Merseyside Child Death Overview Panel (CDOP)

In April 2011 four Merseyside CDOPs, Liverpool, St Helens, Sefton and Wirral merged to form Merseyside CDOP. In April 2014 Knowsley CDOP joined Merseyside CDOP.

Child Death Overview Panels became a statutory function on 1.4.2008. The guidance for the functioning was set out in Working Together to Safeguard Children 2006, revised in 2010, 2013, 2015 and 2018. Each of the five Merseyside areas set up their own CDOP that functioned until 2011.

In April 2011 four Merseyside CDOPs, Liverpool, St Helens, Sefton and Wirral merged to form Merseyside CDOP. In April 2014 Knowsley CDOP joined Merseyside CDOP.

Further guidance associated with CDOPs is contained within Child Death Review Statutory and Operational Guidance (England)

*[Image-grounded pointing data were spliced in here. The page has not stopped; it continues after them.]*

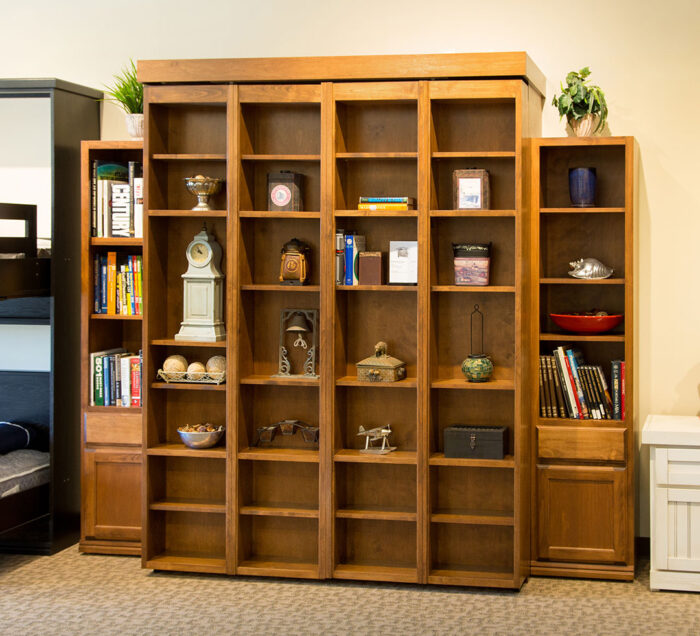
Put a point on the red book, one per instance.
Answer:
(135, 366)
(622, 390)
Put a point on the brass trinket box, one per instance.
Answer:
(381, 367)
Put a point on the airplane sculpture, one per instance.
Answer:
(378, 434)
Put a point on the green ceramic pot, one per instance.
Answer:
(477, 368)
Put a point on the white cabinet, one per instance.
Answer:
(675, 501)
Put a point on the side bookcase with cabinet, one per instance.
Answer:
(110, 435)
(583, 469)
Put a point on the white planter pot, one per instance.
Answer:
(134, 125)
(584, 127)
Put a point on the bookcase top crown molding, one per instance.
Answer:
(515, 64)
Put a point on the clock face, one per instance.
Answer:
(199, 253)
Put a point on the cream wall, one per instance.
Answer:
(644, 54)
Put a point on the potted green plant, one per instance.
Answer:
(127, 91)
(582, 103)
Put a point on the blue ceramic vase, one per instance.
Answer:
(582, 183)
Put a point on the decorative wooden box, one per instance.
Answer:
(475, 442)
(381, 367)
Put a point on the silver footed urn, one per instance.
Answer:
(203, 187)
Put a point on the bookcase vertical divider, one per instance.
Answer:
(326, 481)
(232, 333)
(424, 327)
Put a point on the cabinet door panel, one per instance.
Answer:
(582, 513)
(677, 539)
(112, 495)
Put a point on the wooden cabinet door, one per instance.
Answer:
(582, 513)
(112, 494)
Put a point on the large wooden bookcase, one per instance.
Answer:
(583, 470)
(379, 125)
(110, 435)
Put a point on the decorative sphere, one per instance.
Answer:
(175, 364)
(196, 371)
(216, 364)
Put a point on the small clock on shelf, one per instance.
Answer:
(203, 291)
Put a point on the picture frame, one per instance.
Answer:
(470, 189)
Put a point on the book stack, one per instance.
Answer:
(570, 388)
(115, 378)
(117, 282)
(377, 204)
(117, 199)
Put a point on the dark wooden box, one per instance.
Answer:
(476, 442)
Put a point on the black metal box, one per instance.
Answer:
(476, 442)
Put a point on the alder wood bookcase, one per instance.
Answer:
(583, 470)
(110, 439)
(375, 125)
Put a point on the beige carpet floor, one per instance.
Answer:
(72, 593)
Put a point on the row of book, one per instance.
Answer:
(570, 388)
(115, 378)
(117, 199)
(378, 204)
(118, 284)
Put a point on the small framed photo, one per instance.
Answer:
(470, 189)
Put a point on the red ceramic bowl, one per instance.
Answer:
(586, 324)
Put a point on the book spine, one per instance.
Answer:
(106, 379)
(590, 395)
(111, 282)
(566, 367)
(93, 199)
(357, 247)
(549, 381)
(581, 400)
(117, 379)
(615, 375)
(138, 207)
(543, 406)
(569, 411)
(125, 364)
(558, 388)
(349, 246)
(103, 284)
(623, 392)
(135, 381)
(384, 206)
(606, 392)
(131, 177)
(595, 381)
(99, 381)
(405, 200)
(96, 284)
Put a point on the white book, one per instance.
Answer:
(138, 207)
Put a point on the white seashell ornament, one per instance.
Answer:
(589, 268)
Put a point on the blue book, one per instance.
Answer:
(349, 246)
(577, 381)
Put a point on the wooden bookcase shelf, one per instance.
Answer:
(110, 435)
(582, 469)
(293, 509)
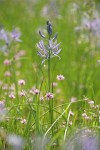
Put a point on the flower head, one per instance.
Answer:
(49, 96)
(60, 77)
(48, 49)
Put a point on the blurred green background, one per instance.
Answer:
(81, 71)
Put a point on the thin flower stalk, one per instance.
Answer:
(47, 50)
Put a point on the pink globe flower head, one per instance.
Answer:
(49, 96)
(60, 77)
(6, 62)
(21, 82)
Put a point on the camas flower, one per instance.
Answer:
(48, 51)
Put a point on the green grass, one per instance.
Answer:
(78, 64)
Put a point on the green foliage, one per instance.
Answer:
(26, 111)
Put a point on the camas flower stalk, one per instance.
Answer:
(49, 48)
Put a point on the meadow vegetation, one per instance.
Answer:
(49, 75)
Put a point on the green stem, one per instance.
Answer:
(49, 90)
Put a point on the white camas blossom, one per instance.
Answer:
(49, 48)
(48, 51)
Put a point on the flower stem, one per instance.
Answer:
(49, 90)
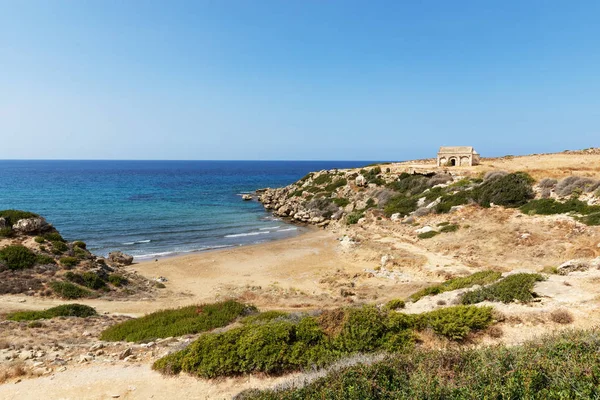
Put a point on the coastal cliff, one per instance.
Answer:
(404, 191)
(36, 260)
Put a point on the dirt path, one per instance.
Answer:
(127, 382)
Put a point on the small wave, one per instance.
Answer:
(287, 230)
(137, 242)
(176, 252)
(248, 234)
(268, 228)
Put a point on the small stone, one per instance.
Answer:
(125, 353)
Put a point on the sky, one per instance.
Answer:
(296, 80)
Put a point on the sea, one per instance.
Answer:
(153, 209)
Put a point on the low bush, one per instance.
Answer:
(68, 290)
(400, 205)
(512, 190)
(341, 201)
(281, 344)
(177, 322)
(513, 287)
(87, 279)
(353, 218)
(553, 367)
(395, 304)
(336, 184)
(65, 310)
(449, 228)
(79, 244)
(547, 183)
(6, 232)
(561, 316)
(478, 278)
(575, 185)
(17, 257)
(44, 259)
(53, 237)
(69, 261)
(322, 179)
(427, 235)
(456, 322)
(453, 199)
(117, 280)
(12, 216)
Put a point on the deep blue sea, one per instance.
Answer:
(154, 208)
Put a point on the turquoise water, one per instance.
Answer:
(154, 208)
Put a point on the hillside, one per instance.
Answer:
(37, 261)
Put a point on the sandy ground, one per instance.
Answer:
(127, 382)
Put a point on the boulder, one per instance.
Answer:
(30, 225)
(578, 265)
(360, 181)
(118, 257)
(424, 229)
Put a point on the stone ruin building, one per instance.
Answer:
(451, 156)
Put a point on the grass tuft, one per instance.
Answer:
(177, 322)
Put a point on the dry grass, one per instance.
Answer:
(13, 370)
(562, 316)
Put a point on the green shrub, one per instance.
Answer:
(395, 304)
(451, 200)
(117, 280)
(449, 228)
(513, 287)
(427, 235)
(456, 322)
(341, 201)
(592, 219)
(12, 216)
(322, 179)
(53, 237)
(553, 367)
(281, 344)
(400, 205)
(60, 246)
(264, 317)
(6, 232)
(65, 310)
(177, 322)
(17, 257)
(512, 190)
(478, 278)
(353, 218)
(336, 184)
(68, 290)
(69, 261)
(44, 259)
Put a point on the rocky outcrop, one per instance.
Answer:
(120, 258)
(30, 225)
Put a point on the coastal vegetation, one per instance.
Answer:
(279, 343)
(177, 322)
(67, 290)
(563, 366)
(65, 310)
(513, 287)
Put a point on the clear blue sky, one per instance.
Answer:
(368, 80)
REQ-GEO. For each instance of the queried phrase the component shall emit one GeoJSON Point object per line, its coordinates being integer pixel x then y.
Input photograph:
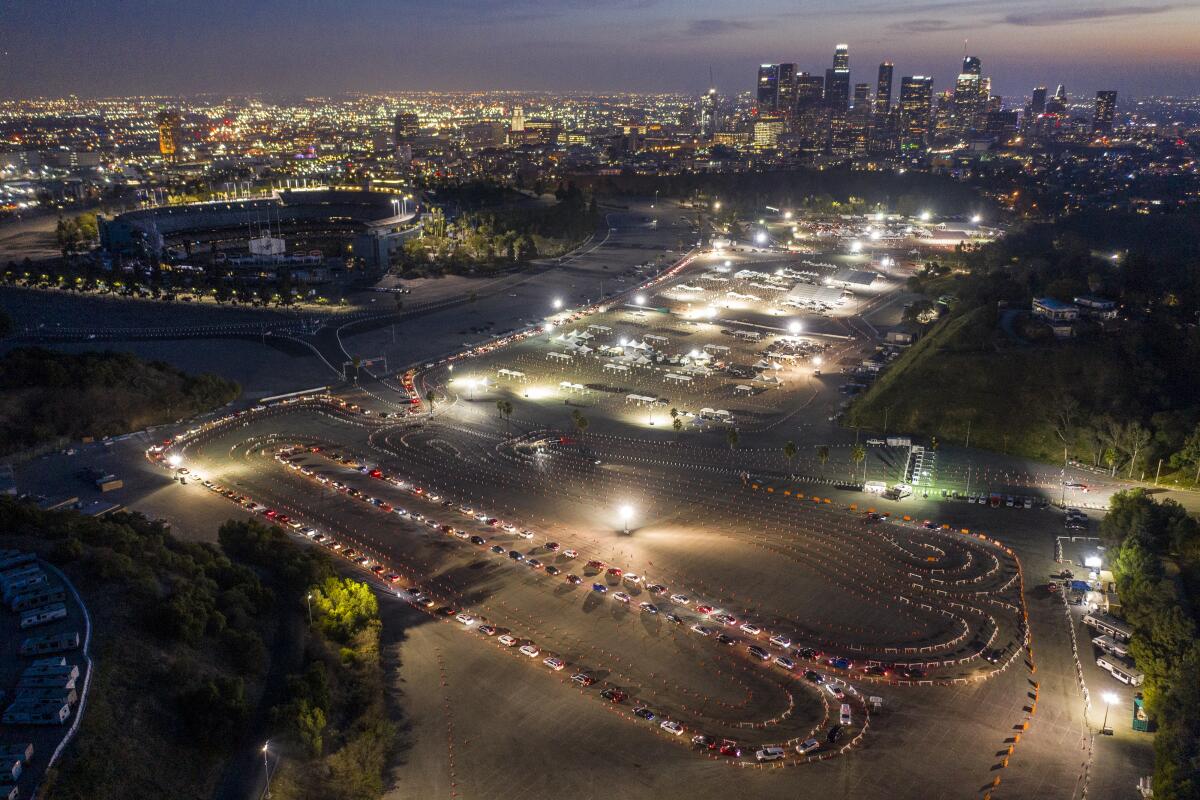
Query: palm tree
{"type": "Point", "coordinates": [858, 455]}
{"type": "Point", "coordinates": [507, 411]}
{"type": "Point", "coordinates": [823, 456]}
{"type": "Point", "coordinates": [581, 422]}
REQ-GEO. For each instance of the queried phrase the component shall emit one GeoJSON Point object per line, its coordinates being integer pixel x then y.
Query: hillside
{"type": "Point", "coordinates": [46, 395]}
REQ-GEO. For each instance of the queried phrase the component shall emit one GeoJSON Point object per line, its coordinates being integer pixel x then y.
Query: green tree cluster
{"type": "Point", "coordinates": [52, 395]}
{"type": "Point", "coordinates": [1140, 533]}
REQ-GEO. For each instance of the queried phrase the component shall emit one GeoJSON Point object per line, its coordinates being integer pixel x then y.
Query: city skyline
{"type": "Point", "coordinates": [651, 46]}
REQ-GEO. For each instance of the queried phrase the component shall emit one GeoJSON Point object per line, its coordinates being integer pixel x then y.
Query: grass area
{"type": "Point", "coordinates": [958, 377]}
{"type": "Point", "coordinates": [46, 395]}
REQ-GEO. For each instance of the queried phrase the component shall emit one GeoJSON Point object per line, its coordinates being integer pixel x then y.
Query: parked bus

The functions of CDOP remain the same, namely:

  1. Have an overview of the deaths of children under the age of 18 years in Knowsley, Liverpool, St Helens, Sefton and Wirral. This includes neonatal and perinatal deaths, but not stillbirths and planned terminations of pregnancy carried out within the law.
  2. Through early liaison between members of CDOP and the Critical Incident Group/Serious Case Review Group (CIG/SCRG), identify cases where the CIG group convene in line with LSCB procedures.
  3. The Panel is not concerned with blame,but focuses on identifying whether anything can be changed to prevent similar deaths in the future.
  4. Consider and analyse each child death based on information available from those who were involved in the care of the child and family, both before and immediately after the death, including information from the Coronial Service where appropriate.
  5. Have a fixed core membership to review these cases, with flexibility to co-opt other relevant professionals as and when appropriate.
  6. Meet quarterly for neonatal and non-neonatal deaths to enable each child's death to be reviewed in a timely manner.
  7. Review the appropriateness of the professionals' responses to each unexpected death of a child, their involvement before the death, and the relevant environmental, social, health, racial, religious and cultural aspects of each death, to ensure a thorough consideration of how such deaths might be prevented in the future.
  8. Report quarterly to the respective bodies progressing the multi-agency safeguarding arrangements, and identify any patterns or trends in the local data. An annual report is provided to LSCP.